An article lamenting the art scene in Toronto…

http://www.artslant.com/ew/articles/show/41530

I think New York sucks people and energy out of many cities in its vicinity, not just Toronto — certainly the entire “suburban” area surrounding it (New Jersey, Westchester, Connecticut, Long Island), as well as cities such as Philadelphia and Baltimore… speaking about the culture as a whole, not just the art world. Being from Los Angeles, originally, which is a kind of Borgesian infinite expanse of points which contain all other points, a city with no center, a city in which things fold in on themselves at increasing distances, it feels disorienting to be in a place where there’s such a clear center which radiates itself outward and where everyone attempts to find the last place, closest to the center, where they can afford to live. Occasionally I drive to Jersey (yes, I have a car, an Angeleno transplant who cannot fully admit to being in a place where owning a car is an absurdity) and encounter a world both familiar and strange — there are the same sort of malls and suburban life, out there, that exist in my hometown metropolis, but strangely evacuated of what one takes for granted in California, the sense that nestled in between the gleaming, sprawling malls and big box stores may be, and are, treasures you have yet to discover. You can feel it, everywhere there, but it’s been vacuumed out of all but the most proximate edges of the suburban landscape around New York… and it must be because it all heads towards the center, towards New York, eventually.

Los Angeles breeds its own kind of one-way rivalry — no one ever says bad things about San Francisco or Northern California there, but Northern Californians (people from the SF Bay Area like to call themselves “Northern Californians” perhaps to establish themselves in a much larger geographical context) love to hate Los Angeles, seemingly unaware the rivalry is entirely one-sided. Angelenos have no idea that San Francisco hates them. Even with the rise of the tech industry and the international significance that has placed in that region of the world, the one-way rivalry lives on, for reasons I’m not sure anyone fully understands.

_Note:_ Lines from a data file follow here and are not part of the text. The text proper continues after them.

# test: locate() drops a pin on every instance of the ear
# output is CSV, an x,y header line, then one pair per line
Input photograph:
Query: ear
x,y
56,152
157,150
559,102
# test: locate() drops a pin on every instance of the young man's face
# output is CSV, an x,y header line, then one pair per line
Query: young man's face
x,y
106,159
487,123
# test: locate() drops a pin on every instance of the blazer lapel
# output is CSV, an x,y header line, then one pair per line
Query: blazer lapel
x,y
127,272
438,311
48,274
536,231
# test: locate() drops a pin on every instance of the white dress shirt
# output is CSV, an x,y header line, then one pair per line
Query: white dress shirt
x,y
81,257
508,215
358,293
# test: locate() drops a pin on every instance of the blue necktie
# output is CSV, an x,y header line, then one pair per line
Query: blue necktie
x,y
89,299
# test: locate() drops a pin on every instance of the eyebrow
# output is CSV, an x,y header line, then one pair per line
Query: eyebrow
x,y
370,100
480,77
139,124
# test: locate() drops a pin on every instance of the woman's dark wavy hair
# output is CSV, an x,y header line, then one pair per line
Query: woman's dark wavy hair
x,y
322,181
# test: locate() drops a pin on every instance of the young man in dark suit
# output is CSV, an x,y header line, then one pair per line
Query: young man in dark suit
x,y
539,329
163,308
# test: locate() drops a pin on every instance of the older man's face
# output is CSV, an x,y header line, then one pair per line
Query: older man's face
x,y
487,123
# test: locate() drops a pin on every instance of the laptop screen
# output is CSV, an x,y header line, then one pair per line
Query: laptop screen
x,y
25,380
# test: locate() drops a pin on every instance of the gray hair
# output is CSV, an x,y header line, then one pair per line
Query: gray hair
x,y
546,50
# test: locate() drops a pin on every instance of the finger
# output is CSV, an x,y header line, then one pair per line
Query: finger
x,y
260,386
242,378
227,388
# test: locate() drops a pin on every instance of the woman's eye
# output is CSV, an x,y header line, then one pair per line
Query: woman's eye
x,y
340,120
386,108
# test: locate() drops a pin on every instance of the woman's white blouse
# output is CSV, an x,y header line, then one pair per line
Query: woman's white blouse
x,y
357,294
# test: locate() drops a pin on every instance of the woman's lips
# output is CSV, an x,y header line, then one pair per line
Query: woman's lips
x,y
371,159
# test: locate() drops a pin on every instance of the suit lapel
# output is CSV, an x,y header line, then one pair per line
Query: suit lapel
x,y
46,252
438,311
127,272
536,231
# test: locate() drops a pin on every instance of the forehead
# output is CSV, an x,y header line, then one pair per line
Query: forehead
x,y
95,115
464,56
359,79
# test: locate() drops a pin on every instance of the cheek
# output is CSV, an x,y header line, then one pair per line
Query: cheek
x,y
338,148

I’ve often remarked upon the culture among the artists of my father’s generation — the abstract painters and other artists working then — how generous they are with each other. How unconcerned with commercial success, notoriety, fame. They sit together, my father (who is completely unknown and has never even attempted to have a commercial career), and his friends, some of whom sell their works for tens of thousands of dollars a piece, some of whom don’t even make work anymore, and they all talk completely as peers, swap work and stories, because they have a kind of existential appreciation for each other as people, and have never been competitive with each other. Today’s art world, not only in Toronto but it seems throughout the world, does seem remarkably less cooperative in many ways, though that same character exists in New York, as well, but perhaps because it is New York, that doesn’t stop art from happening here. I’m not sure how long this will last, however… art now is the harbinger of rapid gentrification and sky high rents, a trend that cannot continue forever, but one which has already priced most people out of most of Manhattan and much of nearby Brooklyn. The future will not be like the past.